Pretending to have a Terrrible Computer for Testing Purposes. How?

Hello everyone!

The title might sound silly or weird so let me explain the situation.

I got a high-end(ish) where unreal 4 runs at 120 fps no problem at all. My project is somewhat small and since it’s a Fighting Game, we don’t have 300 spaceships fighting with each other. All is cool.

Now what I wonder is, what if I had a 2009-times computer and have 2GB Ram?

My game is optimized, and it runs fine. It’s just that I still want to know what would happen if the guy had 20 fps instead of 120, no matter what he tried.

Reason I ask is that, since what I work on a fighting game, the frames are very important. At 120 fps all is good. And at 60 there is zero problem. Though I still would like to see what would happen if the guy was running at 20 fps.

I tried to force Unreal 4 at max 20fps. But I got the feeling that forcing Unreal to work on low fps with a Console Command is not the way to go… Or is it? That’s the question! I just wonder how people tests what’s going wrong if they run on low fps and how they are testing it!

Thank you for your time!

Thats a pretty interesting thing. I’m wondering whether or not something like VMWare would let you emulate lower quality hardware.

You could always just put a tick in the background to bog things down. Put some kind of throttle on it so it does more or less work depending on your needs.

Other than that, you could probably find old 2009 and beyond computers for cheap somewhere.

Just checked that. It seems way over complicated for what I want to try and it seems to optimize rather limit… maybe I didn’t check it proper though! Thank you for the suggestion!

Hmm… This could work I think! Though what I wonder is this. If you have a terrible computer, what does actually lack? Does everything happen but the monitor can’t display it, or things are barely happening and monitor is just showing what’s happening as much as they can.

Because if I force fps down at Unreal, I believe both happens which is… well… maybe the right thing! O_O

I will try the Tick Event when I am at home! Thank you! Though if someone else got another idea I would welcome them aswell!

I guess the key thing here is to throttle the game loop rather than the rendering loop. Most engines nowadays run the world simulation, AI, collision detection etc on a separate loop to the rendering, so that one isn’t dependant on the other.

I imagine throttling the framerate will have some impact on the player’s performance in a twitch shooter, but wouldn’t be an accurate reflection of what it’s really like playing at 20fps as everything else, especially player input and collision detection, would still be smooth and consistent.
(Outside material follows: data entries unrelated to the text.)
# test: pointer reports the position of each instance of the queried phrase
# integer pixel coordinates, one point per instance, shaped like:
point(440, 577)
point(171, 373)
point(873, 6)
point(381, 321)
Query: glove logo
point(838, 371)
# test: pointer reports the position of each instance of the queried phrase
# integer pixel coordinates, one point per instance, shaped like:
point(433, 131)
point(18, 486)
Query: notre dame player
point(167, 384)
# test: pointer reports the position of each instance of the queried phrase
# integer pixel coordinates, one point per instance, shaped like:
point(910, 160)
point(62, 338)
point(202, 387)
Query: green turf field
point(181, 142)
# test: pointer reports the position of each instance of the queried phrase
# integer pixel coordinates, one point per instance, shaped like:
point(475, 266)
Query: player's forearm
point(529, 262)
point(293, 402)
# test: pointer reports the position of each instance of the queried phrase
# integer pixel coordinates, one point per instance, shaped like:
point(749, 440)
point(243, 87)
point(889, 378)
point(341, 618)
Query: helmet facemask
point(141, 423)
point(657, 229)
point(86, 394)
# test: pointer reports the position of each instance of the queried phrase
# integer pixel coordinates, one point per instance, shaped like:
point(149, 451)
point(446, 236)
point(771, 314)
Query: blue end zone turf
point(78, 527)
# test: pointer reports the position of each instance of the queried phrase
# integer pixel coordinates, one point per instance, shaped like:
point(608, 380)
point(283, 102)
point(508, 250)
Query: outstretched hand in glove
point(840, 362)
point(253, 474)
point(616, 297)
It’s been a while since I used a desktop. On laptops there are options to throttle your CPU and GPU, is there software available that lets you do the same thing on a desktop?
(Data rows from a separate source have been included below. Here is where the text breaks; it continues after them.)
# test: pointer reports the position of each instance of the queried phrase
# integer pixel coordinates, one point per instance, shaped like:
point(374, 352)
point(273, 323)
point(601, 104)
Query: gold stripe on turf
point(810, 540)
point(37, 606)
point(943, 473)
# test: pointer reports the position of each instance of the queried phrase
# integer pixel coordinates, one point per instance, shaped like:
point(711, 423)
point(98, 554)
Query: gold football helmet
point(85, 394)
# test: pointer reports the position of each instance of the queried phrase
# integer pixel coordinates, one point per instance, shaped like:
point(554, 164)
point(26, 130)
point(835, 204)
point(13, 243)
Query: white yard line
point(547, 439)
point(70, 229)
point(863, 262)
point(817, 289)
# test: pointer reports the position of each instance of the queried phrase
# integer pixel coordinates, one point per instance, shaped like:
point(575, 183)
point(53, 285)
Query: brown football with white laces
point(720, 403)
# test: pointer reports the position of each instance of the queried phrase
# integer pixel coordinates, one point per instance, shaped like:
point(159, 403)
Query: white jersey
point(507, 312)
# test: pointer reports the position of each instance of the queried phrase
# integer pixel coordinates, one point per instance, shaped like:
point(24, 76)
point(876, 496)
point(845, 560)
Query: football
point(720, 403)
I don’t know how well a tick would simulate a bad PC… Just because its still your epic pc(just doing more work)…
Also Idk how you would use the tick because the most likely bottleneck would be Memory(either RAM or Graphics)[correct me if i’m wrong please] whereas a tick would just hit the CPU.

The best way to really do it would be to just buy one(probably could get a used for less then £30 on ebay)

Create a simulated PC
For CPU testing

Otherwise I suppose you could open up your BIOS create a new profile and just turn down your CPU, RAM, and Graphics to 2009 standard

NOTE Some guy elsewhere recommends this:
"
Go to Control Panel\All Control Panel Items\Power Options\Edit Plan Settings\Change Advanced Power Settings, then go to the “Processor” section and set it’s maximum state to 5% (or something else). It works only if your processor supports dynamic multiplier change and ACPI driver is installed correctly.

Run Task Manager and set processor affinity to a single core (or whatever number of cores you want) for your browser’s (or any other’s) process. Not a best practice for browsers, because JavaScript implementations are usually single-threaded, but, as far as I see, modern browsers actually DO use multiple cores.
"

I think that’s what I want to do aswell. You see, if I limit the fps of Unreal Engine, I think it limits game loop and rendering at the same time. What if something is processed, but couldn’t be rendered? That’s something I wanted to know aswell.

To be honest I am not happy with changing interior settings of my laptop. Lowering the core or throttling. One time I wanted to update my ethernet driver and I started to get BSODs everytime I tried to open it. One of the scariest things I could ever get and I ain’t touching such things anymore! :frowning:

I think the CPUKiller might work! Thank you! I will try it laters. As I said above, ı really dont want to touch any interior thing. =)

as your on a couldn’t you just tell it to use the integrated GPU with UE4?

I am not really sure how to do that. I generally let everything run on everything. I would rather not dwelve on such things due to fear of not being able to return to normal values. It’s just there is noone around me to fix my if I mess things up. :slight_smile:

you don’t need to worry, both AMD and nvidia laptops have a simple setting that allows you to switch between the integrated and dedicated GPU.

It’s probably best to spend the money on a low-end target system to do testing on than to try and lower your performance to try and match that.

I appreciate all the help so far people. I will try all of them I think. Thanks!